ÇAKIR: PARTİLİ CUMHURBAŞKANI OLMA ARZUSU
Vatan yazarı Ruşen Çakır, köşesinde Başbakan Erdoğan'ın bundan sonra ne yapacağını yazdı. Konuşmayı 7 bölüme ayıran Çakır, vedalaşma bölümünde Erdoğan'ın Çankaya'ya çıkacağını belirtiyor.
(...)7- Vedalaşma: Dünkü kongreyi “AKP’de post-Erdoğan dönemin
startı” olarak nitelemiştik nitekim Erdoğan konuşmasının sonunda
partililere veda edip onlara haklarını helal etti ve onlardan da
helallik talep etti.

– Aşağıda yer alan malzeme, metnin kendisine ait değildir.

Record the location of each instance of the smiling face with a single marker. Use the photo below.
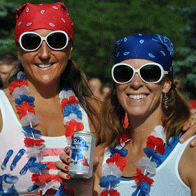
(138, 98)
(44, 66)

Kendisinden sonra partiye nifak sokmak
isteyecekler olabileceği uyarısında bulunan Erdoğan’ın şu sözleri
çarpıcıydı: “Allah ömür verirse, bu can bu bedende olursa, inşallah
farklı göregler, farklı unvanlar altında, yine bir olacağız, yine
beraber olacağız, yine partimizin, yine milletimizin hizmetinde
olacağız.”
Bu uzun cümlenin Erdoğan’ın hem Köşk’e çıkma, hem de partili
cumhurbaşkanı olma arzu ve kararlılığının dışavurumu olarak
görüyorum.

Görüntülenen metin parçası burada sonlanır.